[smf-discuss] Code review request - Solaris host-based firewall

Tony Nguyen Mon, 27 Oct 2008 16:53:32 -0700

David Bustos wrote:
> Quoth Tony Nguyen on Thu, Oct 23, 2008 at 04:43:04PM -0700:
>> David Bustos wrote:
>>> Quoth Tony Nguyen on Sun, Oct 19, 2008 at 02:49:40AM -0700:
>>>> This is for 6761070 PSARC 2008/580 Solaris host-based firewall 
>>>> <http://monaco.sfbay/detail.jsf?cr=6761070>*
>>>>
>>>> *The webrev and the new event message are respectively at:
>>>>
>>>> http://cr.opensolaris.org/~tonyn/firewall/
>>>>
>>>> http://cr.opensolaris.org/~tonyn/firewall/8000-R4
> ...
>> I agree the restarter protocol, restarters or librestart, would probably 
>> be a more appropriate places for these changes. However, these changes 
>> imply:
>>
>> - third-party restarters, in addition to services need modification to 
>> use firewall framework
>>
>> - potential synchronization issues between services under different 
>> restarters trying to manipulate IPfilter (simultaneous enable/disable of 
>> IPfilter).
>>
>> - and in the case of new dedicate restarter, services managed under 
>> another restarter wouldn't be able to use the firewall framework.
>>
>> I do, however, agree that we should revisit the long-term plan for 
>> observing service changes.
> 
> That's true.  There is one entity which can observe and exert control
> over all services regardless of restarter, though: svc.startd's graph
> engine.  Much like dependencies are evaluated without knowledge of the
> service or its restarter, IP Filter rules could be installed.


Yes, the graph engine can observe and request restarters to take
appropriate actions. The restarters, currently, are typically
responsible for invoking services' methods/actions. My point is changes
in the graph engine would most likely require cooperating changes from
all restarters. Moreover, we should probably figure out a more generic
mechanism to observe services changes and invoke corresponding actions,
not just for this host-based firewall daemon.

> 
> I'm not sure the difference in functionality, susceptibility to bugs, or
> amenability to future changes is small enough that it's ok to proceed
> with the current architecture.  What's your judgement?

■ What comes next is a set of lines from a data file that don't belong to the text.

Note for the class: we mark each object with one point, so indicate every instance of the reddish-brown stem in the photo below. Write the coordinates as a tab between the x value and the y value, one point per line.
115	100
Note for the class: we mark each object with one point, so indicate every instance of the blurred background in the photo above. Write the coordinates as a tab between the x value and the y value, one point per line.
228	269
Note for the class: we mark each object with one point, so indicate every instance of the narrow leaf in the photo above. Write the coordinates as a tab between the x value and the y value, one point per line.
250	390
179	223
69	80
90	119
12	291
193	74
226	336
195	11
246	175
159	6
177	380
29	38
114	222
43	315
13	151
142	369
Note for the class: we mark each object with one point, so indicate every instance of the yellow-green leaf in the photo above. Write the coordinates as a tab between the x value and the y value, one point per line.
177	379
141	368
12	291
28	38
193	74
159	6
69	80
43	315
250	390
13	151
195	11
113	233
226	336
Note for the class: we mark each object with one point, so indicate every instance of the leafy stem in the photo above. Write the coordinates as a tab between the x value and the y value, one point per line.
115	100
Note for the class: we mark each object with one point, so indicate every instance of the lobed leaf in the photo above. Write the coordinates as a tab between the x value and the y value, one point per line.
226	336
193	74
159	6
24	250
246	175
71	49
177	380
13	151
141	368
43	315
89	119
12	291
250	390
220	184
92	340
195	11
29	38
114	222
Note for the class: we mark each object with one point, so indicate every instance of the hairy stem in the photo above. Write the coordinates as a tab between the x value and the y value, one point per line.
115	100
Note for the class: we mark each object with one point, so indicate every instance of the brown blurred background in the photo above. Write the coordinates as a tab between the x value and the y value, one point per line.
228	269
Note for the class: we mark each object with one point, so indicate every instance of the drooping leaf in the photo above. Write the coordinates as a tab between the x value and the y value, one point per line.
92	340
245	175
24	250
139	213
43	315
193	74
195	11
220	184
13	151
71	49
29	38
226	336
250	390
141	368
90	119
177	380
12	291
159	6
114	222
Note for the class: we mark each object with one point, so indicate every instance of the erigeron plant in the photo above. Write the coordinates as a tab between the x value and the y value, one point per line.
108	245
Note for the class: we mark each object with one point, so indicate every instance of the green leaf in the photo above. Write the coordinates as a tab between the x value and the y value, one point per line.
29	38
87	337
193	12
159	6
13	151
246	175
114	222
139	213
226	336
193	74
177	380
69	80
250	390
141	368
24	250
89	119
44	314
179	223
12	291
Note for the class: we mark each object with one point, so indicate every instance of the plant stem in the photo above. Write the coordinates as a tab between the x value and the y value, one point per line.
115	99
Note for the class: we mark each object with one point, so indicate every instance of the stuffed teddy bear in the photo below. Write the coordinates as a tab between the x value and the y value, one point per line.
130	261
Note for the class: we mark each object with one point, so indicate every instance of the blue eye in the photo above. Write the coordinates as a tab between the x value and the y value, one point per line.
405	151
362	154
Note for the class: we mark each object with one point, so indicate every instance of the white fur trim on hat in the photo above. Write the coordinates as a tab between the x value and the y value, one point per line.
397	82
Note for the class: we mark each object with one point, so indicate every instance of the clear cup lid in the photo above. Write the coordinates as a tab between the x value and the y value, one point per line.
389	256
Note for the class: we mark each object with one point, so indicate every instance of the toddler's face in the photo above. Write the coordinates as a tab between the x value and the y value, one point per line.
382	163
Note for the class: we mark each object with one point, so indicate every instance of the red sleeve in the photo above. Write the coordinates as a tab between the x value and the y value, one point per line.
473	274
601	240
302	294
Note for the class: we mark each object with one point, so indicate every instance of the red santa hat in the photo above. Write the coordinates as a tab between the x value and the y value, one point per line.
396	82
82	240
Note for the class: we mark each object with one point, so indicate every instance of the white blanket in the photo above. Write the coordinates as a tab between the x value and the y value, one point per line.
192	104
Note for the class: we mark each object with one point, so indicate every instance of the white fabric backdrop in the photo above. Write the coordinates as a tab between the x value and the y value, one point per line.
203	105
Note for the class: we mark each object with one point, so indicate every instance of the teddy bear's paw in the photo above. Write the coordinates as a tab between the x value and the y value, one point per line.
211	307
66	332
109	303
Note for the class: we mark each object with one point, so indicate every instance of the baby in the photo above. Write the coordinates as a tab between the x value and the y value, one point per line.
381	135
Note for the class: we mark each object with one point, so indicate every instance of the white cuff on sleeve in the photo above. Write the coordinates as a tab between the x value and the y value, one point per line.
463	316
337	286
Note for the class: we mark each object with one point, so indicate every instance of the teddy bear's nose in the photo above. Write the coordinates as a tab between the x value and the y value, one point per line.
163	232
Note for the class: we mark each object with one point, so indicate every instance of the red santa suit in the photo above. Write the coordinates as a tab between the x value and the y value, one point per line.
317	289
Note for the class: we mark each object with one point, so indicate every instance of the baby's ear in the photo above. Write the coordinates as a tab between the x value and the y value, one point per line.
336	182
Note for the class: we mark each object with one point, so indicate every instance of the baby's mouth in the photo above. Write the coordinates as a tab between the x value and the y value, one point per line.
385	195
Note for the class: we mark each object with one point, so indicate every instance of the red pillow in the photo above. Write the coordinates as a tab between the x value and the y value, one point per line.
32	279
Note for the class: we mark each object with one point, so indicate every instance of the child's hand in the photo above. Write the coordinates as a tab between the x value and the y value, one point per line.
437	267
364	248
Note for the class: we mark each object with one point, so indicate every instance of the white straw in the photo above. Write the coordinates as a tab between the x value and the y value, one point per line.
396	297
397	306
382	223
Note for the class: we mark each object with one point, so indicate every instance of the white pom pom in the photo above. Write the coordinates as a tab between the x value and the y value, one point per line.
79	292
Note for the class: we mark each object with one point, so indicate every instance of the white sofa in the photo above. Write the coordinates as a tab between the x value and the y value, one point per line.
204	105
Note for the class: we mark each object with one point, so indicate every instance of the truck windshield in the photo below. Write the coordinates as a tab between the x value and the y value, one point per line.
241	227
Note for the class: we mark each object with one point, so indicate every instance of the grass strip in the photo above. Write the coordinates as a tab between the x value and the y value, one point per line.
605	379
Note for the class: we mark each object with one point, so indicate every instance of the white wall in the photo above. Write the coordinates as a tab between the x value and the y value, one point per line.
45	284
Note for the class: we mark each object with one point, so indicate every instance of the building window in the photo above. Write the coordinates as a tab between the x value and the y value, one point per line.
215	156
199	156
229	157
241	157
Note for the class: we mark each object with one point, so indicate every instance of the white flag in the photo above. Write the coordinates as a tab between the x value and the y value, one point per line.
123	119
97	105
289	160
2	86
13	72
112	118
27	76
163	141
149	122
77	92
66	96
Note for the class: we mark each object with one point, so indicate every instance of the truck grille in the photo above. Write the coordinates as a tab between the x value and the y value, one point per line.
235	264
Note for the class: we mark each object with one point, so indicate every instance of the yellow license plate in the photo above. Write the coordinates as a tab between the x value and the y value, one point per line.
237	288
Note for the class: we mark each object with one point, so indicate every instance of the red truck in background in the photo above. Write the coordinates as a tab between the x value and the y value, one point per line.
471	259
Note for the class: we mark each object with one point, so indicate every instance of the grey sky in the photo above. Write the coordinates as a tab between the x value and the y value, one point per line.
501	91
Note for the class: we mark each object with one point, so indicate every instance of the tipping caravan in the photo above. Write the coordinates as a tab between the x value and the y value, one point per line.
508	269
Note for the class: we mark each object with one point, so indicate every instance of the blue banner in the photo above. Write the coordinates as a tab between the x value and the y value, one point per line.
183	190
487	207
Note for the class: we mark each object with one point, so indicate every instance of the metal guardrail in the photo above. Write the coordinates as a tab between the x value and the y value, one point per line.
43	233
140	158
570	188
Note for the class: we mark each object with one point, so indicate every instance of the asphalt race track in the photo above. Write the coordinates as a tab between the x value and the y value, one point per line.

The architecture is essentially made up of IPfilter rule generation and
service observability to update the rules by invoking the rule
generation engine. If a better observability mechanism exist, it can
replace the current daemon and directly invoke the rule generation engine.

I don't see any functional difference. However, susceptibility to bugs
is certainly a valid concern as we're essentially intercept events to
restarter and forming our own conclusions on how to affect firewall
configuration. But then, even if we choose to make changes at the graph
engine level specifically for firewall configuration, the logic to
determine whether certain events affect firewall configuration is still
similar to what we currently have in svc.ipfd.

> 
> Another thing that concerns me is the tying of this functionality to the
> state of network/ipfilter:default.  Won't we have more flexibility if
> this behavior can be turned on or off though a separate command?

That's because the host-based firewall feature is entirely built on
network/ipfilter functionality. In other words, if networking/ipfilter
isn't running, we can't load/unload ipf rules. Moreover, the
network/ipfilter contains the default system wide firewall policies.

However, I see your point. Host-based firewall abstracts
network/ipfilter functionality but users are required to enable
network/ipfilter to activate host-based firewall. Thus, firewall has a 
hard dependency on network/ipfilter, but the abstraction isn't quite 
correct.

There's going to be a follow up firewall panel via Visual Panels project 
that will provide the host-based firewall enabling/disabling 
abstraction. In the mean time, we can undo the network/ipfilter:default 
commitment in the ARC case to have flexibility.

> ...
>>> cmd/ipf/svc/ipfd.c
> ...
>> As a general response to most of your concerns about the error handlings
>> in this file. This daemon is started by network/ipfilter which currently 
>> is a transient service. I don't speak for the Networking team but my 
>> guess is that the team also wants users to be able to manipulate 
>> IPfilter outside of SMF (ipf -E|D). Consequently, this daemon, svc.ipfd 
>> is started by a transient service and won't get restarted by svc.startd.
> 
> Can you elaborate on the connection between those two?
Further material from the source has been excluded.